This isn't discussed in any great detail (this is, after all, only a 60 some odd page book, and the Mwangi Expanse is the equivalent of many nations in terms of size and diversity) but there's enough here to get you going for quite awhile, including, to use a few examples, the Aspis Consortium's corrupt trading city, a city ruled by an undead child-god who wants to drive all foreign elements from the land, a city ruled by a demonic gorilla and his demon-tainted apes, a crashed flying city, a number of cities that appear to possibly harbor unknown Lovecraftian entities buried beneath their depths, and more. In fact, anyone who was even a little familiar with my wildly successful Demons in the Mist Pbp game will know that I stole the idea of the gorilla nation wholesale from the Paizo campaign setting (although at the time, there wasn't any detail around it at all except that there was this gorilla kingdom deep in the jungle that exterminated any human(oids) who wandered into its territory.)
Paizo included a number of partial page maps of a number of cities, but only a few of them were actually professional cartographic representations of the kind they normally use, while the rest were, they claimed, designed to represent the kinds of hearsay and dubious maps you might find from hucksters and would be guides at some of the outpost towns here and there in the area; stuff that would prompt you to go to the jungle, but give you dubious benefit once you're there. They were designed to be player handouts and aides, although in that task, I'm a little curious how well they'd really work, especially since some of them straddle the spine of the book. Curious and potentially neat idea; I'm not sure if they have yet perfected the execution of it here, though.

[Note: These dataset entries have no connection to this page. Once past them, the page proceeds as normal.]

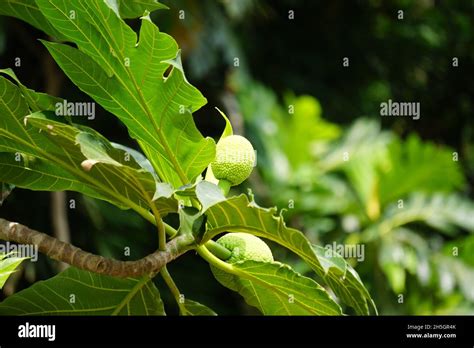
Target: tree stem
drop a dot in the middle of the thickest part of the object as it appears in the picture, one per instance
(174, 289)
(61, 251)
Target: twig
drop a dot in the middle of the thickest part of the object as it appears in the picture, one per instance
(65, 252)
(174, 289)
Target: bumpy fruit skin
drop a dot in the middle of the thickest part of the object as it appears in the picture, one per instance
(245, 246)
(235, 158)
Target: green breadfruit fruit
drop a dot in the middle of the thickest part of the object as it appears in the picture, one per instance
(243, 246)
(235, 159)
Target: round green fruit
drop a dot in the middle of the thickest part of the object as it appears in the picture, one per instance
(243, 247)
(235, 159)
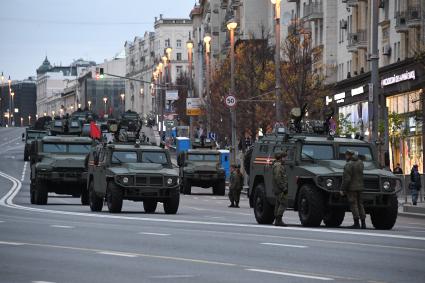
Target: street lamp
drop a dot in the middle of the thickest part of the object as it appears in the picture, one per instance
(207, 41)
(189, 45)
(278, 84)
(231, 26)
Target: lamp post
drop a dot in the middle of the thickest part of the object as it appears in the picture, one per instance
(105, 100)
(231, 26)
(207, 41)
(189, 45)
(278, 85)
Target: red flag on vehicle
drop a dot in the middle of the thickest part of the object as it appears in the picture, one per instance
(94, 131)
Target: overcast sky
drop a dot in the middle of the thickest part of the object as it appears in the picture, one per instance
(66, 30)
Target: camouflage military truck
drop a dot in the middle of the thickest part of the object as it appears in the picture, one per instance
(58, 166)
(31, 135)
(202, 168)
(119, 171)
(314, 167)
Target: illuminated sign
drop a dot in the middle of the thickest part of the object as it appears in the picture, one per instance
(398, 78)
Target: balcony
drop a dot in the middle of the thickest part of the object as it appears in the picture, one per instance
(400, 22)
(413, 16)
(357, 40)
(313, 11)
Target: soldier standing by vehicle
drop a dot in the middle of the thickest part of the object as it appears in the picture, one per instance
(280, 188)
(352, 186)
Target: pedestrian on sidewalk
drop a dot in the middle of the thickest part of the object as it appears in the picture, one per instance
(236, 185)
(352, 187)
(415, 183)
(280, 187)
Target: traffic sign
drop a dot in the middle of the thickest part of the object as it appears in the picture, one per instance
(230, 100)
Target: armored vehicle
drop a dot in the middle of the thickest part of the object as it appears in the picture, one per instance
(119, 171)
(202, 168)
(314, 167)
(58, 166)
(31, 135)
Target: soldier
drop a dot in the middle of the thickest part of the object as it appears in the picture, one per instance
(352, 186)
(280, 188)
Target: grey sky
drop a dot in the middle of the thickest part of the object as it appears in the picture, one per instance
(67, 30)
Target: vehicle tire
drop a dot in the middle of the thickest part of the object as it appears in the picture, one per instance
(385, 218)
(85, 197)
(334, 217)
(95, 202)
(187, 187)
(114, 198)
(310, 206)
(263, 211)
(150, 206)
(171, 205)
(41, 193)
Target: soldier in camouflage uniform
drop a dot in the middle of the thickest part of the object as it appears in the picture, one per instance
(280, 188)
(352, 186)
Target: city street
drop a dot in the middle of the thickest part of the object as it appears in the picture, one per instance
(205, 242)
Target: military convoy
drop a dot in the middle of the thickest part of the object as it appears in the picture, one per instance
(314, 168)
(135, 172)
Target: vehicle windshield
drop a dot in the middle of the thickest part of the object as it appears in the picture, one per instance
(203, 157)
(317, 152)
(66, 148)
(363, 152)
(124, 157)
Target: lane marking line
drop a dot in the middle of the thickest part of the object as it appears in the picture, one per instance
(291, 274)
(154, 234)
(284, 245)
(62, 226)
(7, 201)
(118, 254)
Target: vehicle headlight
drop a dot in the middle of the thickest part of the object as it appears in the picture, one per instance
(386, 185)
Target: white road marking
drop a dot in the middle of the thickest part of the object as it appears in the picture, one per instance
(7, 201)
(118, 254)
(284, 245)
(154, 234)
(62, 226)
(291, 274)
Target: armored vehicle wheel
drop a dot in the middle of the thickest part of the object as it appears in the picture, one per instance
(310, 206)
(171, 205)
(334, 217)
(150, 205)
(40, 193)
(85, 197)
(385, 218)
(96, 203)
(219, 189)
(187, 187)
(113, 197)
(263, 211)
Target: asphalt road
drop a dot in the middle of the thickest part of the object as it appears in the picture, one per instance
(205, 242)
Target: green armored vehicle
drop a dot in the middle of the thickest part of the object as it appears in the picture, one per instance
(58, 166)
(314, 167)
(31, 135)
(202, 168)
(118, 172)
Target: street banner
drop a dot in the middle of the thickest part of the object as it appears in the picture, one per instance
(172, 95)
(193, 106)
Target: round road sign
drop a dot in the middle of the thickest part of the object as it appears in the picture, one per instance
(230, 101)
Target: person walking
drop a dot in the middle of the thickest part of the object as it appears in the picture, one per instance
(415, 183)
(280, 188)
(352, 187)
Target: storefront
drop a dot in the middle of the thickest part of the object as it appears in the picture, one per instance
(402, 85)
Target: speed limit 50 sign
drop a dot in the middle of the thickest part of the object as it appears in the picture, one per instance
(230, 100)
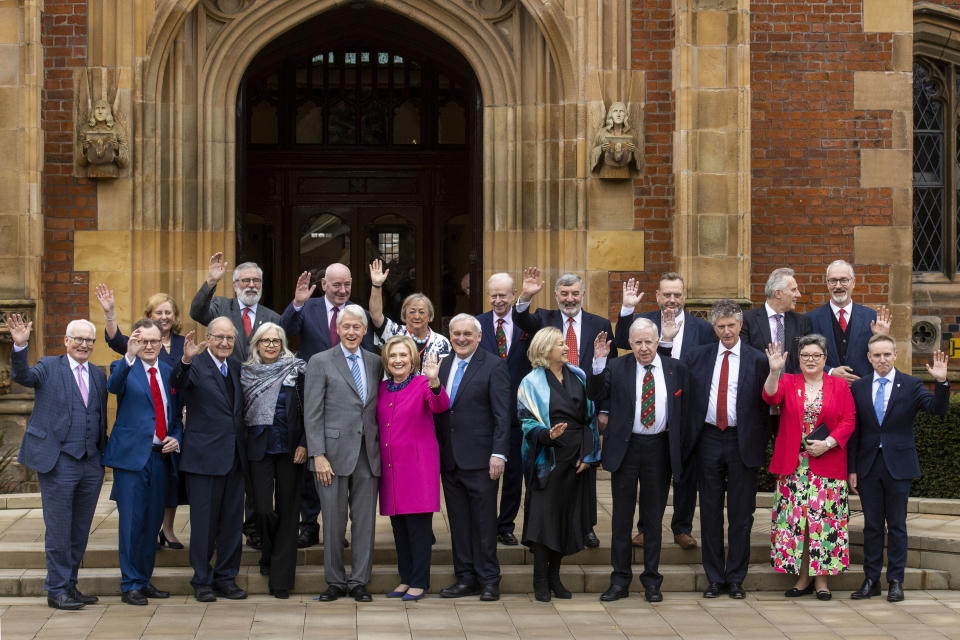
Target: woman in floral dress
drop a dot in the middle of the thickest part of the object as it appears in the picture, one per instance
(810, 511)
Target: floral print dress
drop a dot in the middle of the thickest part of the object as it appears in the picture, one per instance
(803, 499)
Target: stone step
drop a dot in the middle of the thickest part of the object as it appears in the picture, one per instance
(516, 579)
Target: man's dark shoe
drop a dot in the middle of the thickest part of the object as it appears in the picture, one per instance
(614, 592)
(229, 590)
(360, 594)
(895, 591)
(134, 596)
(868, 589)
(460, 590)
(507, 538)
(64, 601)
(151, 591)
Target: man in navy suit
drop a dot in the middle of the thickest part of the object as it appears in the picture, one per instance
(847, 326)
(147, 431)
(680, 332)
(63, 443)
(504, 339)
(882, 457)
(474, 436)
(647, 437)
(213, 458)
(579, 329)
(726, 408)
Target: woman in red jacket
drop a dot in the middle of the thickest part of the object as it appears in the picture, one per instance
(810, 512)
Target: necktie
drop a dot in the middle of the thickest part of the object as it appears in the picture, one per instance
(501, 339)
(878, 399)
(648, 399)
(334, 338)
(572, 356)
(161, 419)
(722, 391)
(357, 376)
(457, 377)
(82, 384)
(247, 326)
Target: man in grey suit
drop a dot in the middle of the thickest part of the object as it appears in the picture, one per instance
(65, 437)
(340, 419)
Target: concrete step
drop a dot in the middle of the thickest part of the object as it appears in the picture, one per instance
(516, 579)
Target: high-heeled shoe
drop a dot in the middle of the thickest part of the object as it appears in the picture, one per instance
(163, 541)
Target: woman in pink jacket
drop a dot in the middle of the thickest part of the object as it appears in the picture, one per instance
(410, 459)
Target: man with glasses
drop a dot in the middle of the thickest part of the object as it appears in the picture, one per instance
(63, 443)
(847, 326)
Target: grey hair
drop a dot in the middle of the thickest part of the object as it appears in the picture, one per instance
(777, 281)
(354, 310)
(725, 308)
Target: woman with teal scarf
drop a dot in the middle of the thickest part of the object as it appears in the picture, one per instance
(560, 440)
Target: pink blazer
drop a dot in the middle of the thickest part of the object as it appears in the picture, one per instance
(409, 453)
(838, 414)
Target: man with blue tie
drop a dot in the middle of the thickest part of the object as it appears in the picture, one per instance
(882, 457)
(146, 432)
(63, 443)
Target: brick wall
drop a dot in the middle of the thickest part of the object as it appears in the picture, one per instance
(69, 203)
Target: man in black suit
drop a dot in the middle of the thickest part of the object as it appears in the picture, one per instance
(504, 339)
(882, 457)
(679, 332)
(648, 435)
(213, 457)
(474, 442)
(728, 411)
(579, 329)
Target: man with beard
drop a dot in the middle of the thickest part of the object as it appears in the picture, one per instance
(579, 329)
(847, 326)
(245, 310)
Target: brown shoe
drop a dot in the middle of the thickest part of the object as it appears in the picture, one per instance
(685, 540)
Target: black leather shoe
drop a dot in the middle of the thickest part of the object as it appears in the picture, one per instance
(614, 592)
(64, 601)
(151, 591)
(507, 538)
(868, 589)
(229, 590)
(490, 593)
(133, 596)
(895, 591)
(76, 595)
(360, 594)
(460, 590)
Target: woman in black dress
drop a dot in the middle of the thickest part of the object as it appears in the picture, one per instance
(560, 440)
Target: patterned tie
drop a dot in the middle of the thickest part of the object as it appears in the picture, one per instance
(572, 356)
(878, 399)
(648, 398)
(722, 391)
(501, 340)
(161, 418)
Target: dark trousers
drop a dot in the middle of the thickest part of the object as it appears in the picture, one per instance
(884, 501)
(413, 537)
(471, 499)
(216, 518)
(140, 497)
(722, 475)
(647, 463)
(68, 493)
(511, 483)
(275, 481)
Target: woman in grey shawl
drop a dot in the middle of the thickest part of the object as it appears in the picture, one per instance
(272, 381)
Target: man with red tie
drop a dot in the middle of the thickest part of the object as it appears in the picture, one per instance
(146, 432)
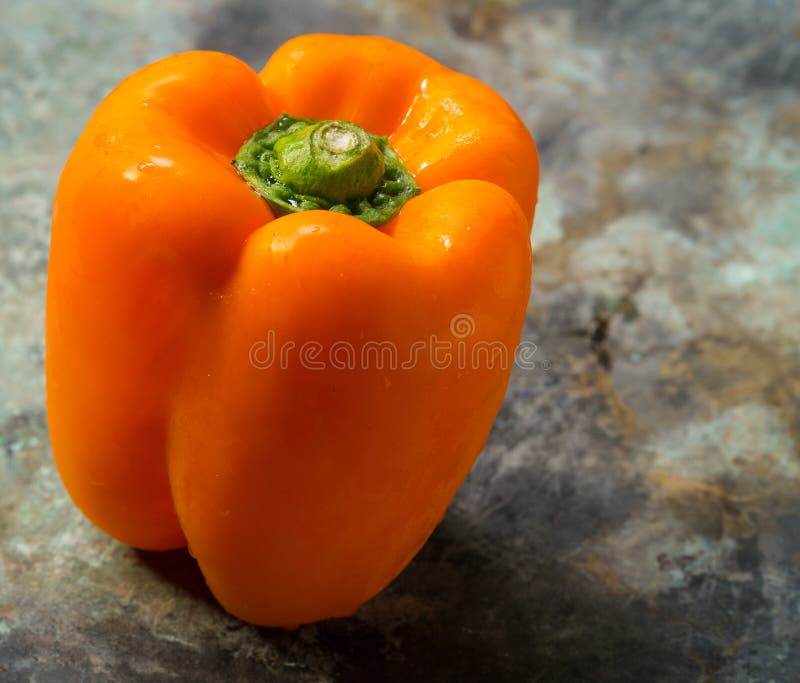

An inordinate amount of text was given early in the book to promulgating the Avatar myth, i.e., the idea that anyone from a vaguely Europeanesque civilization can only be there to exploit, pillage and ultimately destroy the native lands. (This idea is much older than Avatar, the James Cameron movie, of course, but I call it that because it's the most prominent purveyor of that myth most recently.) This strong emphasis early on seems fundamentally at odds with much of the rest of the book which characterizes the jungle as ultimately untamed and untameable, a raw force of nature that will ultimately triumph over the pathetic attempts of mankind to conquer it. I suppose this can possibly be chalked up to having more than one writer, probably working independently on different parts of the book. In any case, once you get past several pages of that vibe, it tends to fade away, and the book becomes much more useful again. In fact, I found much of the book very interesting indeed, and while it offers much more in the way of capsule ideas that will then still need an awful lot of GM development to be workable, I find that's OK. Many of the Pathfinder Modules will give you more specifics on certain areas, and otherwise, I like making stuff up on my own anyway. But, I also like having idea minefields that I can scour for the kernels of ideas to develop, and this book certainly is that.
I was tempted to turn next to the Sargava book as a companion piece, what with Sargava being the neighboring region in the setting, and presumably a nice companion to this one. And I will eventually, but first I picked up Classic Horrors Revisited, so that'll be on my gaming reading cycle for the next little while.